By contrast Biren De’s work is intense. He too has been single minded. And now he has come to the heart of the matter it is a symbol of the prime force. His is the in-sucking whirlpool of a divine furnace, the opening of the doors of perception on the fundamental stuff. Here is a different kind of sound, not a tamed one but an awe-striking one. A following on the footsteps of sakti. The signs do mechanically follow those of the tantric text. Biren De’s, on the contrary, is an art that makes one alert to the cosmos, or the cosmic force, whether in seed or the sun.

Too many artists are, however, using the paraphernalia of religion to merely decorative or fanciful purposes. Arup Das, Vaghela, Sultan Ali among others have drawn on the Hindu symbols. But interesting and appealing as they are, they have not been able to use it to the renewal of transition. In truth there is no such thing as religious art, strictly speaking. But an artist is free to use any inspiration to plastic ends. Only a few have succeeded in this deploying the riches of another age to their own times.

Art, it must be remembered as a warning is not an instrument of salvation; despite the introduction of the word icon, and the pressing need for symbol. An energetic art like Biren De’s for instance canonly be a catalyst in an area of perception, a pointer to the primal force. Art is a rejoicing in reality, and does so through a transformation of experience of the world into an order wherein all fact becomes joyous; the more terrible the material, the greater the artistic triumph. This has nothing to do with any public or cultist concern, but only an individual concern. It is a transformation that is mysterious, personal and ethical. The moral effect of art is only interesting when considered in the particular that provides the occasions and the spring of art, no less of what we see as symbolical art.

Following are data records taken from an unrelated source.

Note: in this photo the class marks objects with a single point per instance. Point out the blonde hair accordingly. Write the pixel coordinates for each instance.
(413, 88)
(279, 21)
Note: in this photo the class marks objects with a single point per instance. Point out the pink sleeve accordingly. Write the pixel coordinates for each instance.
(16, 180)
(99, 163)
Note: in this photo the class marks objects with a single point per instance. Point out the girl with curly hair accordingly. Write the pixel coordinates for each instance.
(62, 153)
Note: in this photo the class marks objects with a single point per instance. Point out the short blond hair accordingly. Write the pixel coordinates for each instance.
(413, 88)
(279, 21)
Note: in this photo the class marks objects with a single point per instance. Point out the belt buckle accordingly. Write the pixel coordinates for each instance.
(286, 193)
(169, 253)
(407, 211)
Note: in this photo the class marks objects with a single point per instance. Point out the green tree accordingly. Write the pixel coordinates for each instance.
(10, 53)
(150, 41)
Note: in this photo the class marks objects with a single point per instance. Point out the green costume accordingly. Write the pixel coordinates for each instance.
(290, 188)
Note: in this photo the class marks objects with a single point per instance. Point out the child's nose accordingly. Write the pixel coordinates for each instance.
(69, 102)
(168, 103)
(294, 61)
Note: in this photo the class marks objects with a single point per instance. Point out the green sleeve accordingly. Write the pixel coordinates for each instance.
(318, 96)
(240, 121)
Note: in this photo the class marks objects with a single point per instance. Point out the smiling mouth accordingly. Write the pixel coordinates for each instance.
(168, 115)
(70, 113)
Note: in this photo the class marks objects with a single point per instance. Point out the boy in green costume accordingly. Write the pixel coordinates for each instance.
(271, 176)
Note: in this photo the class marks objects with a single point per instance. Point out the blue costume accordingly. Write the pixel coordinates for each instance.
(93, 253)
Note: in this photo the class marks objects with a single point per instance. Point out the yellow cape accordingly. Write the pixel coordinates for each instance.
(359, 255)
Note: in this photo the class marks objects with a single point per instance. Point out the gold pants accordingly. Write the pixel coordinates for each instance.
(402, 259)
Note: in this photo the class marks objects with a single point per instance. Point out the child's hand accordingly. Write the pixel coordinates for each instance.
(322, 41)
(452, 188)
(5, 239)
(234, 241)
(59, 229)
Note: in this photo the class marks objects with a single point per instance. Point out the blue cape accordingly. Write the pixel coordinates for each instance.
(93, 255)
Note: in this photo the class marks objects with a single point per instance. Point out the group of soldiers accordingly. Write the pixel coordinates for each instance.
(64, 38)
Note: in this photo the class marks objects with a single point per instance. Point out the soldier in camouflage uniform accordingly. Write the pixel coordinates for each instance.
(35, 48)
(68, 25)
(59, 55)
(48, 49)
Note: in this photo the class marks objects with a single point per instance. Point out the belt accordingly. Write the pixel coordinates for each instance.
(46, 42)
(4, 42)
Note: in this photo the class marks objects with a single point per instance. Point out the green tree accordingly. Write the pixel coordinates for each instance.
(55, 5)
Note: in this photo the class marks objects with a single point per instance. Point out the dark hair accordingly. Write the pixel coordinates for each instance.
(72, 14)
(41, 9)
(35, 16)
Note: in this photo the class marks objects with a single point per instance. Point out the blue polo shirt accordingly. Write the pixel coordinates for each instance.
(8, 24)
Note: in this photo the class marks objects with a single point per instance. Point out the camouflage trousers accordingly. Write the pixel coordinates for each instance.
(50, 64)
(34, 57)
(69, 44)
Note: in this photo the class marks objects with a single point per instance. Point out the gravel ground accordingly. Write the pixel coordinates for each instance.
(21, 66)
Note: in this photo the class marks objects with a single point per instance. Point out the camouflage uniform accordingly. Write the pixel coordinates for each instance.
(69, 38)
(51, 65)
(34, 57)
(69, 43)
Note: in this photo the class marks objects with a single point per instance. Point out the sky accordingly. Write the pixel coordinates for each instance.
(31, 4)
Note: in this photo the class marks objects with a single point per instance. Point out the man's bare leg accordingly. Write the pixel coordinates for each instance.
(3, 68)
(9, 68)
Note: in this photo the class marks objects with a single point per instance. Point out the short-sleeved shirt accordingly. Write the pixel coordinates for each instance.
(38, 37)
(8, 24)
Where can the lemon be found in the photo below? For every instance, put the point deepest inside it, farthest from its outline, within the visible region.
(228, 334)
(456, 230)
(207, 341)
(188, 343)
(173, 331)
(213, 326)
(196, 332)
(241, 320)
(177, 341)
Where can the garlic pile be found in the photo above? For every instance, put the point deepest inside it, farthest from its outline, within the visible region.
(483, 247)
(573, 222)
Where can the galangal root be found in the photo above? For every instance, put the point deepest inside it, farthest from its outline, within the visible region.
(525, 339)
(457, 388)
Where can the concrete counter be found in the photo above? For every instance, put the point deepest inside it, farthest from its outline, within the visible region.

It is the transcendent imagination working on the material that releases the mysterious energies which move and speak of deepest existence. It is however not a surrogate of ‘religion’. This because there never can be categorical prohibition in the spirit of art which is the spirit of real freedom.

Unfortunately, some of the artists and some of the viewers are likely to fall into this very sematic error, a fashionable one of imagining that by using the iconography of religion, even if in interesting decorative ways, religious ends are being served; it is not that meaning for some far off desired perfection of life. Symbolical art also is certainly not prompted by a pious aspiration for this beatific state. Art provides illumination not hope, unless it be the hope of illumination. Thus the ritual visual employment of myth, lock, stock and barrel, by some our painters is not always likely to make good works. A real painting is something which happens to the painter once in a given minute, and no amount of strange symbol will make it unique. And, yet, a picture is nevertheless an impossible object; it is something which happens in life not in art; some of the symbolic works are on this score the product of art, not life. Thus they only amuse. But the artist who has ‘done it’ with his whole being, like Goya, makes of myth and symbol a living thing, in artistic terms alone. If tantra could so unite an artist’s whole being to create intense art, it should certainly be adopted or adapted, but to art’s own, terms not the other way round.